“You don’t want to become an artist, it’s a miserable existence”, says one grime-covered miner to the other. After an electrical explosion they’re trapped over a thousand feet under ground. They’re running out of food and water. “Miserable”, agrees the other. “Look at Van Gogh.” A beat. “Wanker.” Banter in spite of desperation that’s what Chris Urch’s first full-length play, Land of Our Fathers, which has now transferred into Trafalgar Studios, does best. What’s more, the funny lines and quips usually dig at something quite profound.
Even though we are in a collapsing mine in 1979, Land of Our Fathers is not an on the nose “politics in the mine”-play. Rather, Urch goes the indirect way and for example looks at the miners’ relationships with women (sisters, wives, girlfriends, with soon-to-be PM Thatcher only mentioned in passing) to show at how loss of labour and emasculation are interlinked. The future is taking shape around these miners and it poses a threat to old modes of manhood, brotherhood and camaraderie.
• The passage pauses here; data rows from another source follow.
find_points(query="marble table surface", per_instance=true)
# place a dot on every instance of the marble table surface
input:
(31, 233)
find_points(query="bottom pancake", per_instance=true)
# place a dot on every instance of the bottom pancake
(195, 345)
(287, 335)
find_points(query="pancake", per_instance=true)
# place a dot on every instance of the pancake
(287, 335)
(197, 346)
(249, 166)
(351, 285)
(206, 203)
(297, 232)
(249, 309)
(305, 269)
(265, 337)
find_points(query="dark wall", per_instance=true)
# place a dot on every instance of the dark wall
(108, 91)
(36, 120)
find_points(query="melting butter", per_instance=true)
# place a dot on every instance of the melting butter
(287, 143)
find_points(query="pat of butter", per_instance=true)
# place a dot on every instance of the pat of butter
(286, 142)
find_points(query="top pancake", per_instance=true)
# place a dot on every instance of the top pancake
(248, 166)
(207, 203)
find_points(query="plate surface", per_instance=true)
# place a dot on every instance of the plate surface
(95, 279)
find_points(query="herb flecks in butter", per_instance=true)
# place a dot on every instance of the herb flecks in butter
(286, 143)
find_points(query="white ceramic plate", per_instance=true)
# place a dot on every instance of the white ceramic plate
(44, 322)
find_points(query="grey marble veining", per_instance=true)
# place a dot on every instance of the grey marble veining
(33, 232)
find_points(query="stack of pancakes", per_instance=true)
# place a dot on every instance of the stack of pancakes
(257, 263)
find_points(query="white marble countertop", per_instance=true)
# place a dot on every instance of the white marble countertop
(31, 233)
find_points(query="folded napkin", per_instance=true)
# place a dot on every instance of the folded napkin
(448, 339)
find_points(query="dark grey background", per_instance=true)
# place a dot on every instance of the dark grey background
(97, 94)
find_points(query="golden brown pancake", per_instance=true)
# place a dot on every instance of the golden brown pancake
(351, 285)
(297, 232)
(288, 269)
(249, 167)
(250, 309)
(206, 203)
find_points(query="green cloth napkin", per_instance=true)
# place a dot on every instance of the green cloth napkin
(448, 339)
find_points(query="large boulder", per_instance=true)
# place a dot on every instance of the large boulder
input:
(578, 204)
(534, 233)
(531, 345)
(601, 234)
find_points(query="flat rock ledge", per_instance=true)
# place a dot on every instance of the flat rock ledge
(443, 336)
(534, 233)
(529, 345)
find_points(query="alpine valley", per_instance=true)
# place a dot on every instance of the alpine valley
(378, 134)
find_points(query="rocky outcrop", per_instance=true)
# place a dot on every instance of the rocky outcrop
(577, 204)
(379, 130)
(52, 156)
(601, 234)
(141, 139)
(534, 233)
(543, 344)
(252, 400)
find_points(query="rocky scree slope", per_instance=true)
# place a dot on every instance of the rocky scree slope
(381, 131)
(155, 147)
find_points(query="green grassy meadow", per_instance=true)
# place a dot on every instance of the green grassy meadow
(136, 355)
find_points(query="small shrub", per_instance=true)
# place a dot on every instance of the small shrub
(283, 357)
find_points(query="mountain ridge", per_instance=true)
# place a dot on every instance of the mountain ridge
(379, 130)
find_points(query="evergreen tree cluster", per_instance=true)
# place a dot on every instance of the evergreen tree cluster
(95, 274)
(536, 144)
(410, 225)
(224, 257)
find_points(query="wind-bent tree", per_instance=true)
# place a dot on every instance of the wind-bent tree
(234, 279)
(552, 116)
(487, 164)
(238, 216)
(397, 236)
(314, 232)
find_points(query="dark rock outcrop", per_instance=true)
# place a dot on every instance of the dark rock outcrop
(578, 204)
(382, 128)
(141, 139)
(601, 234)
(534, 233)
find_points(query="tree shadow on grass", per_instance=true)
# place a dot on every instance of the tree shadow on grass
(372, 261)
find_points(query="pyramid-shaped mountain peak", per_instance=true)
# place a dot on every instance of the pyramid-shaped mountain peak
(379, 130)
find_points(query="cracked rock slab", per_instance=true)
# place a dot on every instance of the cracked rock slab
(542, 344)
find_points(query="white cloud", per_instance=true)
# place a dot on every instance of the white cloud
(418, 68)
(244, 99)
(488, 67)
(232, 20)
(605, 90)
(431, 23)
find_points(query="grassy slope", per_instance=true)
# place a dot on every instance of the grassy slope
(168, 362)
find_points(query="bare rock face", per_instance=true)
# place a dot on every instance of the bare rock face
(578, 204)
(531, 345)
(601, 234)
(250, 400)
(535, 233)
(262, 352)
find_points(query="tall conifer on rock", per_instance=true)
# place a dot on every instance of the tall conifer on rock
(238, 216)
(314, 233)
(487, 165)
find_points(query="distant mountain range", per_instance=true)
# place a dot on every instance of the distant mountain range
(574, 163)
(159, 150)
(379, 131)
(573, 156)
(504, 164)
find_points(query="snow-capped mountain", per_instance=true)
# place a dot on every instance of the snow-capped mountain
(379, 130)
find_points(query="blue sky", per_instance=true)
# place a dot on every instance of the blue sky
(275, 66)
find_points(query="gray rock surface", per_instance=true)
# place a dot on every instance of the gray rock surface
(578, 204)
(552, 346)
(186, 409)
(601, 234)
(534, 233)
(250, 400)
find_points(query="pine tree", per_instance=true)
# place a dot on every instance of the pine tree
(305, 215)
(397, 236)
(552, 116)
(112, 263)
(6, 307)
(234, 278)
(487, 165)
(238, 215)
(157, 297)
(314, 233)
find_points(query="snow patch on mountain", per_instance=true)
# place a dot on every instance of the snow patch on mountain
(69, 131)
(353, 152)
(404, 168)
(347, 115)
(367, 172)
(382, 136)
The idea of one of the characters escaping from his rural Welsh hometown to a London art school is set against the constant undercurrent of the shared experience of singing and music not as abstract art but as a real and comforting life-line among the mining community. Not all the themes of the play are as delicately balanced as this one and the production, first presented at Theatre 503 last year, maybe bites off a little too much as it puts its six characters into a pressure cooker: two brothers (a disparate pair, Lyle Rees as Curly and Taylor Jay-Davies as Chewy), a Polish war veteran, a brusque deputy, a craggy near-pensioner and a musical enthusiast who’s still wet behind the ears.
Charging from hope to despair and bouncing between jokes and accusations, the performers bring out the edges of their characters very effectively. It takes two and a half hours for these edges to hack away at the initial levity and for the men’s relationships, just like their surroundings, to collapse into utter chaos. With increasingly slimmer chances of rescue, the survival instinct rears its ugly head and it’s gruelling and captivating to watch how these men take each other apart. Robert East’s subtle performance as the quiet Hovis injects a composed stoicism that pulls focus into the human drama.
Enhanced by Simon Slater’s soundscape, Signe Beckmann’s design sees the small studio space transformed into a pit. Walls, ceiling and floor are covered with rough black textures turning the stage into a suffocating coal tunnel. Yet, there’s life in this uninhabitable death trap: soot-covered faces and torsos of the men that move around, orange jackets crumpled in corners and unlikely songs despite everything.
The slow build of the piece and a few predictable conflict developments sometimes stand in the way of its ambitions but Paul Robinson’s direction keeps the play’s pulse beating. However, the energy levels of some of the latter sections are perhaps less purposefully paced and therefore some of the motivations behind the longer monologues remain vague. Still, this doesn’t detract from Urch’s distinct voice which is able to create authentic characters and a remarkable historical and thematic scope within a limited setting.